Joachim Coens © Getty

Joachim Coens, la tragédie de « l’homme sans conviction »

Walter Pauli
Walter Pauli Walter Pauli est journaliste au Knack.

Tous les jours, Joachim Coens fait la navette entre Damme, en Flandre occidentale, et le siège du CD&V à Bruxelles. Cela résume son modus operandi et même son caractère : en tant que président du parti, il vit et travaille entre deux mondes.

Au 89 rue de la Loi, le siège du CD&V, c’est à peine si on n’a pas dansé la polonaise lors de la publication des résultats des derniers sondages de VTM, RTL, Het Laatste Nieuws et Le Soir vendredi dernier. Enfin, le parti progresse à nouveau, et de manière visible : de 10 % en juin à 12,6 %. Le CD&V devient ainsi soudainement plus important que le Vooruit (12,3 %) et l’Open VLD (11,4 %), les deux autres partis traditionnels. Ou mieux : petits partis. Depuis les élections de 2019, ils jouent à saute-mouton dans une fourchette comprise entre 10 et 15 %, applaudissant ou grinçant des dents pour des différences statistiquement non pertinentes, voire inexistantes.

« Un sondage ne fait pas la différence. Le CD&V n’a pas d’avenir. Je n’aime pas dire cela, car depuis des décennies, je suis impliqué corps et âme dans mon parti. Mais aujourd’hui, le CD&V ne correspond plus à la réalité sociologique de la Flandre », déclare une éminence grise. « En même temps, la Flandre aspire à ce qu’un grand parti de centre gouverne le pays : une alliance de personnes raisonnables qui sont actuellement encore éparpillées au CD&V, à la N-VA, à l’Open VLD et aussi au Vooruit. C’est pourquoi je suis indulgent pour Joachim Coens. Pourquoi serait-il soudainement capable de faire ce que ses prédécesseurs n’ont pas pu faire : remettre le CD&V sur la carte? »
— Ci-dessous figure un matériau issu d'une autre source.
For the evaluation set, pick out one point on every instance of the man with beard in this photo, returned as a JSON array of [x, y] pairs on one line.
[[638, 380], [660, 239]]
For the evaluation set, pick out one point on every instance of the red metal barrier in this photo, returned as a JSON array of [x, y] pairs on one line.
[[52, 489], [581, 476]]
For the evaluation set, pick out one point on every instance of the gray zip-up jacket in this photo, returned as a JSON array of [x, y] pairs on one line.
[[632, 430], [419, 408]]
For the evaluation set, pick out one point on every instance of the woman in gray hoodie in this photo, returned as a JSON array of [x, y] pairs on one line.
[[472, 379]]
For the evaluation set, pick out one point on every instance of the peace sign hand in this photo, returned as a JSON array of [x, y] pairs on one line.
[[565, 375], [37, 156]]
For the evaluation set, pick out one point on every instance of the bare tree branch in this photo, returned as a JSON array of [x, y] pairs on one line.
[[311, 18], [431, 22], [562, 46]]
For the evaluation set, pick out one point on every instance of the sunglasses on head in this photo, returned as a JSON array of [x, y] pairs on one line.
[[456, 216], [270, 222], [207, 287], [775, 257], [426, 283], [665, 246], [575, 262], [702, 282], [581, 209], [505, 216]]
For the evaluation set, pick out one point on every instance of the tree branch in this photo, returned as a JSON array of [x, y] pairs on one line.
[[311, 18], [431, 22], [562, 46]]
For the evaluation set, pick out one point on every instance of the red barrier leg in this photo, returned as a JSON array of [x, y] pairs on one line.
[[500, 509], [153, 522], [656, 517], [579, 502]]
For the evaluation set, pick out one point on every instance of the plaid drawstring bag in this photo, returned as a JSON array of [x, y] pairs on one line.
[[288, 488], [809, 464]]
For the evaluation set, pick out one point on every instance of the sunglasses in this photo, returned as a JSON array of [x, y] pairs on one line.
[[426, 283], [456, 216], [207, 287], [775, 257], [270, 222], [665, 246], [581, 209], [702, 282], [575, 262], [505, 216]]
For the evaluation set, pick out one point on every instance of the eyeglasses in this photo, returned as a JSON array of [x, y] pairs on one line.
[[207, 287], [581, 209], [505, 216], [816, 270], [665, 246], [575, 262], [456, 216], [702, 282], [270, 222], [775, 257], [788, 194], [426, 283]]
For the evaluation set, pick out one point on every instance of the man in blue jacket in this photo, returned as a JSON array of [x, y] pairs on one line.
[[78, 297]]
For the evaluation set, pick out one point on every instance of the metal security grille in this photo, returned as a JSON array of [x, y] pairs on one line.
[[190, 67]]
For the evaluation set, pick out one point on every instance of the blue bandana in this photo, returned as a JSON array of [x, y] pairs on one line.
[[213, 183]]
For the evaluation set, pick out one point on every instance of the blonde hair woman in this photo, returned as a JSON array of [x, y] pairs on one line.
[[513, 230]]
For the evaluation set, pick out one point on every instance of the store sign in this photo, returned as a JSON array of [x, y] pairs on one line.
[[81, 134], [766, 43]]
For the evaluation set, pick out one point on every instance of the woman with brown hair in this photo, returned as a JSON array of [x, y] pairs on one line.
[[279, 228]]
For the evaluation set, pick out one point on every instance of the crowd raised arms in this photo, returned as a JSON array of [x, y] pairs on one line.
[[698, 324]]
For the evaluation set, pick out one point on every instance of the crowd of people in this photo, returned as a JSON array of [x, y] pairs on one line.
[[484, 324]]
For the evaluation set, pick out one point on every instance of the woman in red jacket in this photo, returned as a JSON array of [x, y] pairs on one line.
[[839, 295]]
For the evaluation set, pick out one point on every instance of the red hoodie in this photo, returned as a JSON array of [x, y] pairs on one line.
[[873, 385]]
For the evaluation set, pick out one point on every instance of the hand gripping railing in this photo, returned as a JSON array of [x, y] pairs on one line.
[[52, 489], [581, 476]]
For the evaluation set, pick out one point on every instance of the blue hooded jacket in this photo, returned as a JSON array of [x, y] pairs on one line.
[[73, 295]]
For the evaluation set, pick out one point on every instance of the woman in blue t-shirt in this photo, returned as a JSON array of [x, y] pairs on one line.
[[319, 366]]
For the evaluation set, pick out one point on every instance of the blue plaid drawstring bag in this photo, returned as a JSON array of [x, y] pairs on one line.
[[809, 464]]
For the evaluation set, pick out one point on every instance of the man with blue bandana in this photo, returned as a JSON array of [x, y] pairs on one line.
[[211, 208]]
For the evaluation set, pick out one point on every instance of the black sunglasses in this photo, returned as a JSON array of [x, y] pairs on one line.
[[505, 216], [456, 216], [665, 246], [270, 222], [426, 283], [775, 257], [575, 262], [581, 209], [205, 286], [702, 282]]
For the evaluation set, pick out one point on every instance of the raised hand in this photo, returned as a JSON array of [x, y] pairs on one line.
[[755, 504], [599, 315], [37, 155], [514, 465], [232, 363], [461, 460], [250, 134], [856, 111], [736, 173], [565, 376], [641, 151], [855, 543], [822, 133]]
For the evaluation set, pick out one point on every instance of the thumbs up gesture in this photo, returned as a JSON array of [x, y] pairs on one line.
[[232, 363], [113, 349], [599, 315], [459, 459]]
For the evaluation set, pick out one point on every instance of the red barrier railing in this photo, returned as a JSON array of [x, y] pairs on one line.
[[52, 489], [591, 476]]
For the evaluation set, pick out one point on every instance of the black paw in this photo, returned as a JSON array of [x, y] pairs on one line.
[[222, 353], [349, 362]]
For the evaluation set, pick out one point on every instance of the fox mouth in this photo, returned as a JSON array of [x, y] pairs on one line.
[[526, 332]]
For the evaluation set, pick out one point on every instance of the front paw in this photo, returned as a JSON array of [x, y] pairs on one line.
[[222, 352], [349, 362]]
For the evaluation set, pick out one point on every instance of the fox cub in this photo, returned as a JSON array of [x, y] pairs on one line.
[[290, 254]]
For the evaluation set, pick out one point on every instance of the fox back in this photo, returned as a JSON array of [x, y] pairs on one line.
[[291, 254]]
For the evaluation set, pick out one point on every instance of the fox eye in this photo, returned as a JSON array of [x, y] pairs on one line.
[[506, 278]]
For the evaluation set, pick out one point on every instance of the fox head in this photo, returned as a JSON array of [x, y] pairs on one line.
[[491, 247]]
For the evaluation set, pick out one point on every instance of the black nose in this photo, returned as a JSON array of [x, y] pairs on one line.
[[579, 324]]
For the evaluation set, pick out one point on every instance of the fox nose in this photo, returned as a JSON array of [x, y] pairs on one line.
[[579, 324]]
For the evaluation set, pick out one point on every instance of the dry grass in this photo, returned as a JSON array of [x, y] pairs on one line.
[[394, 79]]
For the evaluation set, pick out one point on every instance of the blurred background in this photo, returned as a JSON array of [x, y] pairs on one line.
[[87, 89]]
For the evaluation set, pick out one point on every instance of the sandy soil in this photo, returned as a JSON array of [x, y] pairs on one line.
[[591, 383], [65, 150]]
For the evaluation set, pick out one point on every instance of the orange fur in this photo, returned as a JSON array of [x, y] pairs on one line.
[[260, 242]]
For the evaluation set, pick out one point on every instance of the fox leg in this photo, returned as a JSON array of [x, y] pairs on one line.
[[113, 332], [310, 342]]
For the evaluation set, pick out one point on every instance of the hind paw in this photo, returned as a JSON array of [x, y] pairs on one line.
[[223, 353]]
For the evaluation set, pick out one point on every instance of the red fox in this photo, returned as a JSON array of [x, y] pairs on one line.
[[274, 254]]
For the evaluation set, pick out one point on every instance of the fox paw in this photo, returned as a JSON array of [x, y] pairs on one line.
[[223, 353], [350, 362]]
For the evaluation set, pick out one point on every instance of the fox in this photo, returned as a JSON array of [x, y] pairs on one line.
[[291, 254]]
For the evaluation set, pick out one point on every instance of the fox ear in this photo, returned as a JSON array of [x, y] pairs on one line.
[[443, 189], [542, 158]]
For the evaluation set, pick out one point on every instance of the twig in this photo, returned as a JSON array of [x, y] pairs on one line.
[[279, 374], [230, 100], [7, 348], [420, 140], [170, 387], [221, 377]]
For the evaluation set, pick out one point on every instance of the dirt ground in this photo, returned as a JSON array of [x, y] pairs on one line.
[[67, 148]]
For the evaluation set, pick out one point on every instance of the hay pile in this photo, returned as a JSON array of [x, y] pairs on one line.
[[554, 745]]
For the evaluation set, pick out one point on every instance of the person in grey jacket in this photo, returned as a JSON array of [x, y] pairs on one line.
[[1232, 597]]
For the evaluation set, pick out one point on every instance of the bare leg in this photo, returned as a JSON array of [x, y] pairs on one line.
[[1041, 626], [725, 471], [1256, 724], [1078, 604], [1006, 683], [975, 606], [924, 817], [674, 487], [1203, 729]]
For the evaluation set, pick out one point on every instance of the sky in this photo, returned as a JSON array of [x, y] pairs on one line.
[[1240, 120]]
Quelques jours plus tard. Lors d’une session Zoom dominicaine, un autre membre du CD&V, tout aussi renommé, croit encore en un avenir pour son parti. Mais tout de même. « Il est irréaliste d’espérer que Coens nous ramène à 20 %. S’il obtient 15 % aux prochaines élections, ce sera un excellent score. Le scénario le plus réaliste est que nous atterrissions à 10 %. Et il pourrait en être ainsi pendant de nombreuses années ».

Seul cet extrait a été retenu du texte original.